FIG. 1 is a block diagram showing a configuration example of a system according to the first embodiment of the present invention. FIG. 2 is a block diagram showing a scenario handled in the first embodiment. FIG. 3 is a sequence diagram showing a part of an operation example in the first embodiment. FIG. 4 is a sequence diagram showing the remaining part of the operation example in the first embodiment. FIG. 5 is a block diagram showing a scenario handled in the second embodiment of the present invention. FIG. 6 is a block diagram illustrating a configuration example of a system according to the second embodiment. FIG. 7 is a sequence diagram showing a part of an operation example in the second embodiment. FIG. 8 is a sequence diagram showing the remaining part of the operation example in the second embodiment. FIG. 9 is a sequence diagram showing an operation example in the third embodiment of the present invention. FIG. 10 is a block diagram illustrating a configuration example of a UE common to the first to third embodiments. FIG. 11 is a block diagram illustrating a configuration example of the MeNB common to the first to third embodiments. FIG. 12 is a block diagram illustrating another configuration example of the MeNB common to the first to third embodiments. FIG. 13 is a block diagram illustrating a configuration example of the MME common to the first to third embodiments.

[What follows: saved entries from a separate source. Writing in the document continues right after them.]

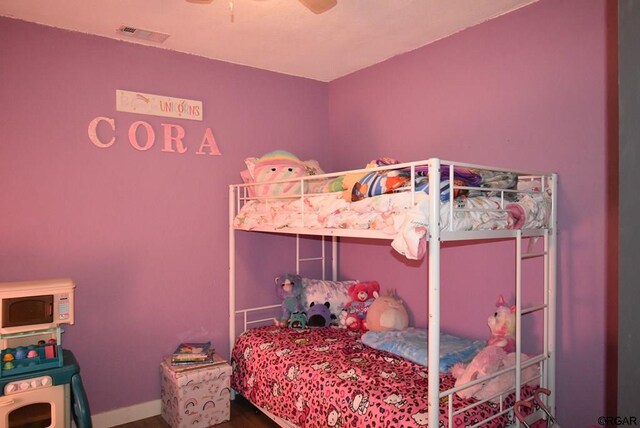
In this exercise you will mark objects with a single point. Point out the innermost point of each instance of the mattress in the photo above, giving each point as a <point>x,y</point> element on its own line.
<point>402,217</point>
<point>327,377</point>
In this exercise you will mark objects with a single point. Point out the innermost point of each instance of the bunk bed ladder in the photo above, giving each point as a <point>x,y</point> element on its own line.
<point>546,377</point>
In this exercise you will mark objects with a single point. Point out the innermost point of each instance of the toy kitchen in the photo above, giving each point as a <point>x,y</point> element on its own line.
<point>40,384</point>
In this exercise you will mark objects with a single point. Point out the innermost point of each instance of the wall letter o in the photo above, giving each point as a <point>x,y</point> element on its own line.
<point>151,136</point>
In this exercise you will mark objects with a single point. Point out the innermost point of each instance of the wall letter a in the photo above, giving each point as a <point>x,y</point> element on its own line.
<point>209,142</point>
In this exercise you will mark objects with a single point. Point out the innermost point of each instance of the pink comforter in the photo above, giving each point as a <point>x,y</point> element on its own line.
<point>325,377</point>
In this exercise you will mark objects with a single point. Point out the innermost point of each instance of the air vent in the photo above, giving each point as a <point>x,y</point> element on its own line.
<point>138,33</point>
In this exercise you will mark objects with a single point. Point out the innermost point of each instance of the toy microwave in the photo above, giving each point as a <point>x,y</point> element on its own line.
<point>35,305</point>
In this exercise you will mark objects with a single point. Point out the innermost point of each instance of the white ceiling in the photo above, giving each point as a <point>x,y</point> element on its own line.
<point>277,35</point>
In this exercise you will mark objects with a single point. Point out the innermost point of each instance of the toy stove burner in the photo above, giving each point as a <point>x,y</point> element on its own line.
<point>27,385</point>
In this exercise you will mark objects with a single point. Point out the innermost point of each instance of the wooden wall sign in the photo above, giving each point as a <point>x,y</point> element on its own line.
<point>158,105</point>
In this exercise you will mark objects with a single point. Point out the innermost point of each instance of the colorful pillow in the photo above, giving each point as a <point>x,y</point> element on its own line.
<point>412,344</point>
<point>320,291</point>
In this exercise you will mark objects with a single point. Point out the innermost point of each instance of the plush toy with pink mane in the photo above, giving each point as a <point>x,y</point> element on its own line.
<point>503,326</point>
<point>497,355</point>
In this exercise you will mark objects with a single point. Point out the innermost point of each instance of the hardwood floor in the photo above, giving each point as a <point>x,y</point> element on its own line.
<point>243,415</point>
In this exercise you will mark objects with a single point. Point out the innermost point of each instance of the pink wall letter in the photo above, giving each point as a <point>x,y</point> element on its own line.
<point>93,135</point>
<point>151,136</point>
<point>168,138</point>
<point>210,142</point>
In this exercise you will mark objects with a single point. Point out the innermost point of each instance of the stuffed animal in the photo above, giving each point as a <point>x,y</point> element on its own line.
<point>490,360</point>
<point>298,320</point>
<point>319,315</point>
<point>497,355</point>
<point>277,165</point>
<point>387,313</point>
<point>289,289</point>
<point>362,296</point>
<point>503,326</point>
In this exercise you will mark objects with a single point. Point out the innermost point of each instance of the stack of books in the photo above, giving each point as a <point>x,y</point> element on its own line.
<point>193,355</point>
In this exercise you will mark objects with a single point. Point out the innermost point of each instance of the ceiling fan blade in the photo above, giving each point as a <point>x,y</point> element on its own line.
<point>319,6</point>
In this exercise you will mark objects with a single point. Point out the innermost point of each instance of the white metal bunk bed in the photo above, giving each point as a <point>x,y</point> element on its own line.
<point>240,195</point>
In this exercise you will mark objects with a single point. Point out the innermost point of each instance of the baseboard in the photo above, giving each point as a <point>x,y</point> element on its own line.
<point>125,415</point>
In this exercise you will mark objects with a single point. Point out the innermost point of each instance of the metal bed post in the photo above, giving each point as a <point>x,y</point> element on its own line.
<point>553,263</point>
<point>232,270</point>
<point>434,293</point>
<point>518,366</point>
<point>334,258</point>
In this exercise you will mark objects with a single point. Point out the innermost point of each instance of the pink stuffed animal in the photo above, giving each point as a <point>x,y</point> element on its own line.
<point>387,313</point>
<point>497,355</point>
<point>362,294</point>
<point>488,361</point>
<point>503,326</point>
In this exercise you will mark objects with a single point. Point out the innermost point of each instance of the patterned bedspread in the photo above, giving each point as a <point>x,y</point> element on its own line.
<point>325,377</point>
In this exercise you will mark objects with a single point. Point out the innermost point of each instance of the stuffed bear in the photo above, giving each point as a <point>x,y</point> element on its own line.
<point>387,313</point>
<point>298,320</point>
<point>289,289</point>
<point>362,296</point>
<point>503,326</point>
<point>319,315</point>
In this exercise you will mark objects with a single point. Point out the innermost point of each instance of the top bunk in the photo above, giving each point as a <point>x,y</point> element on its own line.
<point>405,202</point>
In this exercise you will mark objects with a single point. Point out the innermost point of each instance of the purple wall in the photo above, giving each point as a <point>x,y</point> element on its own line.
<point>527,90</point>
<point>143,234</point>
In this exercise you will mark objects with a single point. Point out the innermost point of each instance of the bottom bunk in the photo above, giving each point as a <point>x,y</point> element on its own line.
<point>327,377</point>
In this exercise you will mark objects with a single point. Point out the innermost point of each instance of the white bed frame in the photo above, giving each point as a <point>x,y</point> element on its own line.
<point>546,361</point>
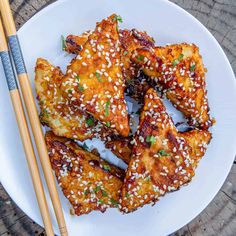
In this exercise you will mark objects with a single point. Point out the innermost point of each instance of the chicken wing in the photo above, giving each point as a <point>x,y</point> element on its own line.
<point>160,160</point>
<point>179,71</point>
<point>87,181</point>
<point>94,79</point>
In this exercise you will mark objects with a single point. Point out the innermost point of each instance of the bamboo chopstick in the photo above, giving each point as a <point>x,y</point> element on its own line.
<point>24,132</point>
<point>23,78</point>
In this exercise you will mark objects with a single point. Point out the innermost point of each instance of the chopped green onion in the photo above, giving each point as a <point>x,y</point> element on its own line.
<point>114,202</point>
<point>108,124</point>
<point>104,194</point>
<point>107,167</point>
<point>98,76</point>
<point>80,87</point>
<point>163,153</point>
<point>63,43</point>
<point>85,146</point>
<point>90,121</point>
<point>192,68</point>
<point>45,113</point>
<point>77,77</point>
<point>117,18</point>
<point>150,139</point>
<point>147,178</point>
<point>140,57</point>
<point>176,61</point>
<point>107,108</point>
<point>97,189</point>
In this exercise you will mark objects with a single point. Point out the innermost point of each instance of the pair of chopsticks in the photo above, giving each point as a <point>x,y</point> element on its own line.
<point>31,109</point>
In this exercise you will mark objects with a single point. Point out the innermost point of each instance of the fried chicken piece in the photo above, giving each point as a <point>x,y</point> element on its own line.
<point>87,181</point>
<point>197,141</point>
<point>121,148</point>
<point>136,84</point>
<point>179,71</point>
<point>57,112</point>
<point>94,79</point>
<point>160,160</point>
<point>130,40</point>
<point>75,43</point>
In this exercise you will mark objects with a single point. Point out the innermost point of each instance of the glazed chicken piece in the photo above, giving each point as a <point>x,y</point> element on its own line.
<point>160,160</point>
<point>197,141</point>
<point>87,181</point>
<point>179,73</point>
<point>94,79</point>
<point>57,112</point>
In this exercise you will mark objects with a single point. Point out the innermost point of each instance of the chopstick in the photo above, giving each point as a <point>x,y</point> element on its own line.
<point>31,109</point>
<point>24,132</point>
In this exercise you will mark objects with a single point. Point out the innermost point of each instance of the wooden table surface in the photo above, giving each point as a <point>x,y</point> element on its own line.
<point>219,218</point>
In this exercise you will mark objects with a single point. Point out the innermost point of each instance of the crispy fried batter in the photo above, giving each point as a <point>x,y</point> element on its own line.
<point>75,43</point>
<point>87,181</point>
<point>94,79</point>
<point>197,141</point>
<point>179,71</point>
<point>130,40</point>
<point>57,112</point>
<point>121,148</point>
<point>160,159</point>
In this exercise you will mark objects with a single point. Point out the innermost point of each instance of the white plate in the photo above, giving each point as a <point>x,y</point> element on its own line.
<point>167,23</point>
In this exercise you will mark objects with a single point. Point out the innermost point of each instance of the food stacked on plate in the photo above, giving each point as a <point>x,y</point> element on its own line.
<point>88,101</point>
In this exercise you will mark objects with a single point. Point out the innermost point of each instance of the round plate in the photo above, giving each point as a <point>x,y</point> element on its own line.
<point>167,23</point>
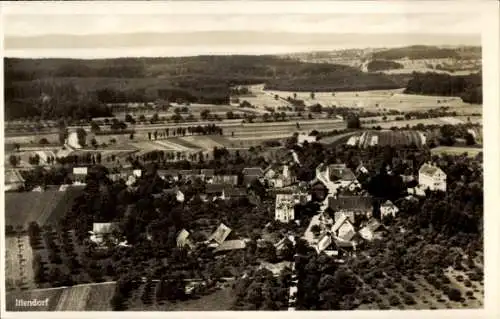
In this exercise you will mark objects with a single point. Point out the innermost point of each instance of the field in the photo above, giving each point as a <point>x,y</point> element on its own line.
<point>93,297</point>
<point>379,100</point>
<point>43,207</point>
<point>221,299</point>
<point>383,138</point>
<point>40,294</point>
<point>18,261</point>
<point>471,151</point>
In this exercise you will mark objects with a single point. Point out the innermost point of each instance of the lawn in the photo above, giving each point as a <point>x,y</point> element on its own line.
<point>456,150</point>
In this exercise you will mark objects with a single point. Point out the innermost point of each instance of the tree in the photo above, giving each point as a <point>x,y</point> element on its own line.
<point>94,127</point>
<point>205,114</point>
<point>13,160</point>
<point>82,136</point>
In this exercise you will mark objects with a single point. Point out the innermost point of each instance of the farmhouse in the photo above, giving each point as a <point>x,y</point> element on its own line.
<point>388,209</point>
<point>373,230</point>
<point>13,180</point>
<point>285,205</point>
<point>230,245</point>
<point>231,180</point>
<point>432,177</point>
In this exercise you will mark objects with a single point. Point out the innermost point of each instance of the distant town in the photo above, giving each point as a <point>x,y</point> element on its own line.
<point>245,182</point>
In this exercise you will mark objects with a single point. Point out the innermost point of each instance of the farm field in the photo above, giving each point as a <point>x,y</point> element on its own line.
<point>18,261</point>
<point>451,150</point>
<point>73,299</point>
<point>43,207</point>
<point>41,294</point>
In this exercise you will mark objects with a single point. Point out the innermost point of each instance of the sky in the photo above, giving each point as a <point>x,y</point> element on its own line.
<point>93,35</point>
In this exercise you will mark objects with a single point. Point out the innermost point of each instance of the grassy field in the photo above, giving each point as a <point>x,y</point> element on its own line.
<point>18,261</point>
<point>221,299</point>
<point>73,299</point>
<point>43,207</point>
<point>452,150</point>
<point>99,297</point>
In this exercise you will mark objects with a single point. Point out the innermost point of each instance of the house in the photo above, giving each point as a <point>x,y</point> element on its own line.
<point>103,232</point>
<point>233,193</point>
<point>13,180</point>
<point>79,175</point>
<point>230,245</point>
<point>388,209</point>
<point>285,206</point>
<point>432,177</point>
<point>343,228</point>
<point>220,234</point>
<point>224,179</point>
<point>72,141</point>
<point>280,177</point>
<point>207,173</point>
<point>301,138</point>
<point>351,205</point>
<point>372,230</point>
<point>182,239</point>
<point>179,196</point>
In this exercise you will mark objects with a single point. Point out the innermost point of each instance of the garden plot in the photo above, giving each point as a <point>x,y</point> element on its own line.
<point>18,263</point>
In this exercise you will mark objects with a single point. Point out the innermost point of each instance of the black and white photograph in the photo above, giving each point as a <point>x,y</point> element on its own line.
<point>247,156</point>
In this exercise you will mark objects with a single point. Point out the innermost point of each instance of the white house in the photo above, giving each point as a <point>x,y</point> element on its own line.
<point>388,209</point>
<point>432,177</point>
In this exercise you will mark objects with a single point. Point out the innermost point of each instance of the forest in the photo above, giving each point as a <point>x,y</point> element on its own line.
<point>468,87</point>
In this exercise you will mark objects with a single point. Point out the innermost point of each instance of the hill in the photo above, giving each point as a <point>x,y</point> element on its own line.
<point>76,88</point>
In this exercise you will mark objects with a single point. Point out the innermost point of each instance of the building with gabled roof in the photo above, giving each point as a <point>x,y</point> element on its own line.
<point>220,234</point>
<point>285,205</point>
<point>372,230</point>
<point>432,177</point>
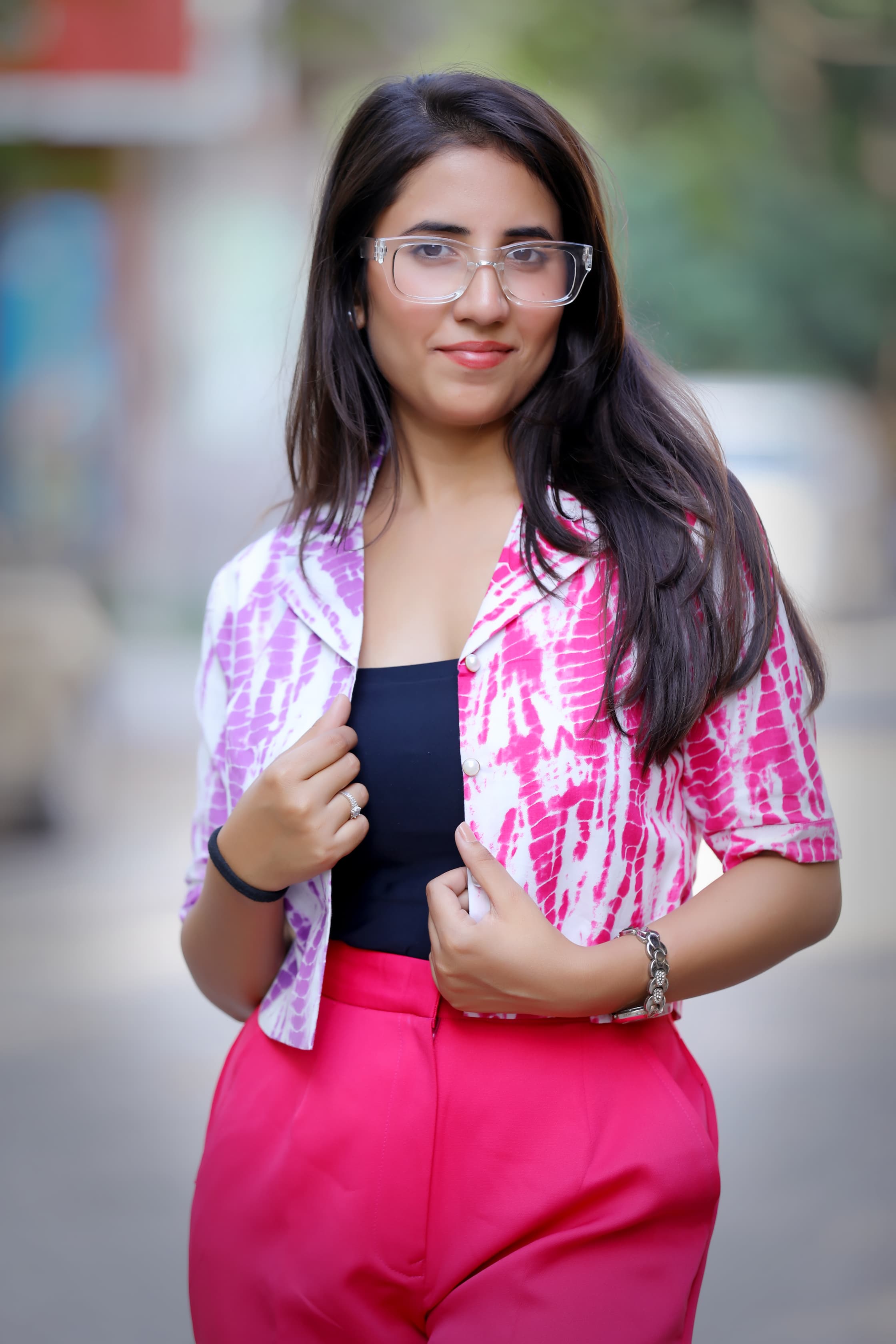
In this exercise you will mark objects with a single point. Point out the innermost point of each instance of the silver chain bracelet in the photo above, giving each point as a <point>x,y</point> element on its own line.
<point>655,1004</point>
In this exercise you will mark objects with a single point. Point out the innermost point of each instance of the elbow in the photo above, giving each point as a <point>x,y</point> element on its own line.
<point>226,992</point>
<point>828,902</point>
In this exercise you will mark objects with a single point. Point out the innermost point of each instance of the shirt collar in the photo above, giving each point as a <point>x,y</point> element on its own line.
<point>330,596</point>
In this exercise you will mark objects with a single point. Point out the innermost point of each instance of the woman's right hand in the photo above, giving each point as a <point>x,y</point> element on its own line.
<point>293,822</point>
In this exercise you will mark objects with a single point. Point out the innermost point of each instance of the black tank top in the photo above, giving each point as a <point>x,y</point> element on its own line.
<point>409,745</point>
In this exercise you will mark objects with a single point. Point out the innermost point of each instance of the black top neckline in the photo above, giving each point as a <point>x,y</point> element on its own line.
<point>412,671</point>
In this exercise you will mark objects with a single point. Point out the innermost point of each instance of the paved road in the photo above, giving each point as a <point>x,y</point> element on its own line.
<point>108,1060</point>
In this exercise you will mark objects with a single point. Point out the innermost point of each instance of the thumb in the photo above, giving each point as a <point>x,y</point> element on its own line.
<point>491,876</point>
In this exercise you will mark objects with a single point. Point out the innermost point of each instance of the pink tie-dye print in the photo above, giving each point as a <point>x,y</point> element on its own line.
<point>558,796</point>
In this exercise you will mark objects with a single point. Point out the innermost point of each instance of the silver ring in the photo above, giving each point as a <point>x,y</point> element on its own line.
<point>356,811</point>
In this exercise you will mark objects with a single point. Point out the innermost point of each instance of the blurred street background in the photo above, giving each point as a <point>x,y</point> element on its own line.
<point>158,171</point>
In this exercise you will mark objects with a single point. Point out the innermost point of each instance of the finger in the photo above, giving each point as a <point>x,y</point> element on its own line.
<point>454,878</point>
<point>350,835</point>
<point>445,906</point>
<point>322,752</point>
<point>339,810</point>
<point>334,779</point>
<point>491,876</point>
<point>335,717</point>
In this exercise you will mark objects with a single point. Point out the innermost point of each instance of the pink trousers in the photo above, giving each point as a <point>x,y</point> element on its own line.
<point>420,1175</point>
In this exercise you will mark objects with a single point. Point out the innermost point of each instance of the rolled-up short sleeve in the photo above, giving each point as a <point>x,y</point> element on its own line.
<point>211,695</point>
<point>751,777</point>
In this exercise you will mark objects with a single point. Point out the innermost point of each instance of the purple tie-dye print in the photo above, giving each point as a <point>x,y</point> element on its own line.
<point>558,796</point>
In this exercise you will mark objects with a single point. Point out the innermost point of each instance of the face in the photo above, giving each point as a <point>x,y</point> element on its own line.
<point>487,199</point>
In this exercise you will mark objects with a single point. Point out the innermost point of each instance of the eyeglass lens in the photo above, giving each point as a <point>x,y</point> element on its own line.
<point>437,271</point>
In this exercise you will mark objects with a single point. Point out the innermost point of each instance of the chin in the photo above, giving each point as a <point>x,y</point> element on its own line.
<point>465,408</point>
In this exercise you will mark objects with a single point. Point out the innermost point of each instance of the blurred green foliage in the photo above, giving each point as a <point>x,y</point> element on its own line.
<point>750,151</point>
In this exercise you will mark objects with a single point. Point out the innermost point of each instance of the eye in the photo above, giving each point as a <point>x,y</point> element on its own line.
<point>433,252</point>
<point>528,257</point>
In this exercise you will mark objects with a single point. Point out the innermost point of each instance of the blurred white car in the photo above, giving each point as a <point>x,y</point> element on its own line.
<point>812,455</point>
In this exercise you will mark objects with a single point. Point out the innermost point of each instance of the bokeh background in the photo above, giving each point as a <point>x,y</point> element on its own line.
<point>158,172</point>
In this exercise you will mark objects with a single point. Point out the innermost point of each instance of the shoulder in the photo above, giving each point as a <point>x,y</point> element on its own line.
<point>258,569</point>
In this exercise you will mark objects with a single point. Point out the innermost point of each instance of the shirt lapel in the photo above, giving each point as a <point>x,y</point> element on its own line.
<point>330,596</point>
<point>512,589</point>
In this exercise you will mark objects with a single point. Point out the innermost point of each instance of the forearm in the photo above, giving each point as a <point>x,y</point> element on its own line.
<point>758,914</point>
<point>233,947</point>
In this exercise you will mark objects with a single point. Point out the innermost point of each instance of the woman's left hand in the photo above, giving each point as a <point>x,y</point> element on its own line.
<point>514,960</point>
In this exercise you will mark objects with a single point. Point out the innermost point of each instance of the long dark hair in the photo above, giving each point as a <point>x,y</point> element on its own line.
<point>698,588</point>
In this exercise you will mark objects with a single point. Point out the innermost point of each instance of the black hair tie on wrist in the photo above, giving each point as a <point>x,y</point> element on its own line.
<point>229,876</point>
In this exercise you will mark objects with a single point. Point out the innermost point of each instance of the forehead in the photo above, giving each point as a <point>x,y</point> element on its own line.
<point>477,189</point>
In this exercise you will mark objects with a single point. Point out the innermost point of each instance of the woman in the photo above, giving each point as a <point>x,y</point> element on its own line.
<point>520,598</point>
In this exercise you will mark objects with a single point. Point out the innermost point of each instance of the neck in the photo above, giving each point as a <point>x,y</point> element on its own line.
<point>444,464</point>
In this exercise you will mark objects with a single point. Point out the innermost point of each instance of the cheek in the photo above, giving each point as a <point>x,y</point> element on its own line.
<point>397,334</point>
<point>539,331</point>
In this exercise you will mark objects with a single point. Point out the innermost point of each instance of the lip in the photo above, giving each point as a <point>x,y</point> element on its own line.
<point>477,354</point>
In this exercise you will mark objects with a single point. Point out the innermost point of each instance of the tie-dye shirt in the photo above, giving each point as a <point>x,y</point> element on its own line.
<point>557,798</point>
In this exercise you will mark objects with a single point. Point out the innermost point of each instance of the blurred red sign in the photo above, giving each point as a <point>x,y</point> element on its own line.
<point>94,37</point>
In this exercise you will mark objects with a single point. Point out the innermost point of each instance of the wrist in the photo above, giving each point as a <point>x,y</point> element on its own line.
<point>241,859</point>
<point>609,976</point>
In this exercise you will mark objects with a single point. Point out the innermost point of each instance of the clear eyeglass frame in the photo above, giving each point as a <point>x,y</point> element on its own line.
<point>385,250</point>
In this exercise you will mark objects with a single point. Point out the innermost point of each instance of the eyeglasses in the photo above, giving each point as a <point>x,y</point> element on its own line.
<point>437,271</point>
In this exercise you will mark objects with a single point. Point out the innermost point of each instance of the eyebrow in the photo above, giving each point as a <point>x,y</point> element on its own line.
<point>436,226</point>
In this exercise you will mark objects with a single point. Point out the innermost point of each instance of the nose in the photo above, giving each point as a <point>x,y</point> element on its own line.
<point>484,302</point>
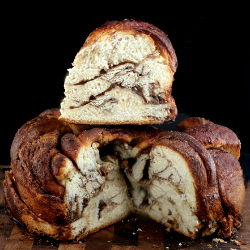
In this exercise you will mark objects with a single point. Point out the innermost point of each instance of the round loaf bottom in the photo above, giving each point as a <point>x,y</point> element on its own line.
<point>68,181</point>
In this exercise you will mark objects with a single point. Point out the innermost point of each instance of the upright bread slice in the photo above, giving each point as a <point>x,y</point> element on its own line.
<point>123,74</point>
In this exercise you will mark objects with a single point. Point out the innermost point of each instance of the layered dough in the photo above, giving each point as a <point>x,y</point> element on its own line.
<point>122,65</point>
<point>69,181</point>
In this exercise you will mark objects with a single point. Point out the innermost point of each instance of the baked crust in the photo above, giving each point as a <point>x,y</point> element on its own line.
<point>216,136</point>
<point>191,122</point>
<point>160,38</point>
<point>61,178</point>
<point>121,65</point>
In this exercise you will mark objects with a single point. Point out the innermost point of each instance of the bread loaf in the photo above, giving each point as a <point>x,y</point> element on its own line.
<point>69,181</point>
<point>123,74</point>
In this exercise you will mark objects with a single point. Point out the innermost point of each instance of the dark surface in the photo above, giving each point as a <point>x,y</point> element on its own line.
<point>212,43</point>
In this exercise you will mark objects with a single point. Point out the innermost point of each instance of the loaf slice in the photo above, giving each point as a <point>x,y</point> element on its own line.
<point>123,74</point>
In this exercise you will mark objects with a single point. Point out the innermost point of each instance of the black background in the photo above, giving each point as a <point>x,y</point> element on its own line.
<point>212,44</point>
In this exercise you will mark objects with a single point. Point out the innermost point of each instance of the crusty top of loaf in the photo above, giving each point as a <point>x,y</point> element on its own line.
<point>133,26</point>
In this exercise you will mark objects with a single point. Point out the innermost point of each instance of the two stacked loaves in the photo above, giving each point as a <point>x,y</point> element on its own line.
<point>70,179</point>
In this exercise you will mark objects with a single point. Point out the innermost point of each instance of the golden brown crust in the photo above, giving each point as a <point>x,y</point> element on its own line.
<point>192,121</point>
<point>232,190</point>
<point>42,149</point>
<point>216,136</point>
<point>130,25</point>
<point>203,170</point>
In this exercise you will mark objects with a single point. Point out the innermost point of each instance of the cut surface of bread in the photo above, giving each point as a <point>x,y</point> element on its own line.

  Hereinafter, first to third embodiments of an apparatus according to the present invention will be described with reference to the drawings.

<First Embodiment>
As shown in FIG. 1, the system according to the present embodiment includes a UE 10, a MeNB 20_1, a MeNB 20_2, a SeNB 30_1, a SeNB 30_2, an MME 40, an S-GW 50, and a P-GW (PDN (Public Data Network) Gateway) 60.

  An S1-MME interface for C-Plane (Control-Plane) signaling is provided between the MME 40 and each MeNB 20_1 and MeNB 20_2. The C-Plane interface does not exist between the MME 40 and each of the SeNB 30_1 and the SeNB 20_2. Furthermore, there is no C-Plane interface between the UE 10 and each of the SeNB 30_1 and the SeNB 30_2. Therefore, each of SeNB30_1 and SeNB30_2 performs radio | wireless communication with UE10 under control of each of MeNB20_1 and MeNB20_2.

  Furthermore, an S1-U interface for U-Plane communication is also provided between the S-GW 50 and each of the MeNB 20_1, MeNB 20_2, SeNB 30_1, and SeNB 30_2. In this system, U-Plane traffic between the UE 10 and the S-GW 50 is used for offloading the MeNB (in other words, a backhaul interface between the MeNB and the S-GW). Sent in parallel via MeNB (20_1 or 20_2) and SeNB (30_1 or 30_2).

  Further, the S-GW 50 is connected to the P-GW 60 via the interface S5 and / or the interface S8.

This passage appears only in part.